Smart Memories

Published on Nov 15, 2015


A Smart Memories chip is made up of many processing tiles, each containing local memory, local interconnect, and a processor core. For efficient computation under a wide class of possible applications, the memories, the wires, and the computational model can all be altered to match the applications.

To show the applicability of this design, two very different machines at opposite ends of the architectural spectrum, the Imagine stream processor and the Hydra speculative multiprocessor, are mapped onto the Smart Memories computing substrate. Simulations of the mappings show that the Smart Memories architecture can successfully map these architectures with only modest performance degradation.

Memory System

The memory system is of growing importance in processor design. Different applications have different memory access patterns and thus require different memory configurations to optimize performance. Often these different memory structures require different control logic and status bits. Therefore, a memory system that can be configured to closely match the application demands is desirable. A recent study of SRAM design shows that the optimal block size for building large SRAMs is small, around a few KB. Large SRAMs are then made up of many of these smaller SRAM blocks. We leverage this naturally hierarchical design to provide low overhead re-configurability. The basic memory mat size of 8KB is chosen based on a study of decoder and I/O overheads and an architectural study of the smallest memory granularity needed.

Smart Memories

Allocating a third of the tile area to memory allows for 16 independent 8KB memory mats, a total of 128KB per tile. Each mat is a 1024x64b logical memory array that can perform reads, writes, compares, and read-modify-writes. All operations are bytemaskable. In addition to the memory array, there is configurable logic in the address and data paths. In the address path, the mats take in a 10-bit address and a 4-bit opcode to determine what operation is to be performed. The opcode is decoded using a reconfigurable logic block that is set up during the hardware configuration. The memory address decoder can use the address input directly or can be set in auto-increment/decrement streaming mode.
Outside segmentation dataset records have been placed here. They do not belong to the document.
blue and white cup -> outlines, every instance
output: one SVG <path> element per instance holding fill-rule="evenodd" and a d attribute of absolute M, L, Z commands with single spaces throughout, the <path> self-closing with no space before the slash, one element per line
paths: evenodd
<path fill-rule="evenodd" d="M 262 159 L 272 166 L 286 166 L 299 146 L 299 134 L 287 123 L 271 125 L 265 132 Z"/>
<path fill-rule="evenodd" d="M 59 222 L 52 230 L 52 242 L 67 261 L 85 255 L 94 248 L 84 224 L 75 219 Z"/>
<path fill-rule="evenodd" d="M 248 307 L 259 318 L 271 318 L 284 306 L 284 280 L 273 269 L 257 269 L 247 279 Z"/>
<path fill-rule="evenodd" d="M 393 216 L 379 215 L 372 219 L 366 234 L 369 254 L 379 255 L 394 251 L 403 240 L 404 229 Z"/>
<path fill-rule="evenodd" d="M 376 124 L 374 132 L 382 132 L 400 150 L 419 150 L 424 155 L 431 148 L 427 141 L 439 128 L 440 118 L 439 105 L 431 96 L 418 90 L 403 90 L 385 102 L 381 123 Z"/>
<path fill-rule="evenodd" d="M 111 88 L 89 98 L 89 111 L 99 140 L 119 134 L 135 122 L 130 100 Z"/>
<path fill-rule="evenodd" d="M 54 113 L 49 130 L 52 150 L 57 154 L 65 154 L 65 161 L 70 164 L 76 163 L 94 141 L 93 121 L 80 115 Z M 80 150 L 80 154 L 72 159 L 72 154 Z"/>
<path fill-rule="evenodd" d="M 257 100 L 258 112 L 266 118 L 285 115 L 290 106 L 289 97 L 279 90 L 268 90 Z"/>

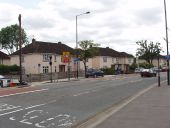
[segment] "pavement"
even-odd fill
[[[153,86],[95,128],[170,128],[170,85]]]
[[[115,76],[104,78],[109,77]],[[55,82],[66,81],[69,80],[61,79]],[[37,86],[49,82],[32,82],[31,85]],[[86,128],[170,128],[170,85],[167,85],[167,82],[161,83],[160,87],[154,85],[104,121]]]

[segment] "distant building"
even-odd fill
[[[123,72],[129,71],[129,66],[134,62],[133,55],[118,52],[109,47],[99,48],[97,56],[92,59],[93,68],[113,68]]]
[[[10,57],[1,51],[0,51],[0,64],[10,65]]]
[[[11,54],[11,64],[19,65],[19,52]],[[63,62],[63,52],[70,52],[70,65]],[[50,43],[32,40],[32,43],[22,48],[22,66],[25,74],[39,74],[51,72],[49,61],[52,56],[52,72],[66,72],[68,66],[71,71],[76,71],[74,62],[74,49],[61,43]],[[79,70],[83,70],[83,65],[79,64]]]
[[[142,57],[139,57],[138,59],[138,63],[147,63],[146,60],[144,60]],[[152,64],[154,67],[158,67],[158,57],[154,57],[153,61],[152,61]],[[166,67],[167,65],[167,60],[166,60],[166,57],[163,56],[163,55],[160,55],[159,56],[159,65],[161,67]]]

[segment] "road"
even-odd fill
[[[123,75],[0,89],[0,128],[74,127],[155,83],[156,77]]]

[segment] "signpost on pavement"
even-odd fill
[[[63,63],[68,63],[68,80],[70,80],[70,52],[63,52],[62,61]]]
In this mode, the mat stores the starting index, stream count, and stride. On each streaming mode request, the mat accesses the next word of the stream until reaching the end of the stream. In the data path, each 64-bit word is associated with a valid bit and a 4-bit configurable control field. These bits can be used for storing data state such as cache LRU or coherence bits. They are dual ported to allow read-modify-write operations each cycle and can be flash cleared via special opcodes. Each mat has a write buffer to support pipelined writes and to enable conditional write operations ( e.g. in the case of a cache write). Mats also contain logic in the output read path for comparisons, so they can be used as cache tag memory.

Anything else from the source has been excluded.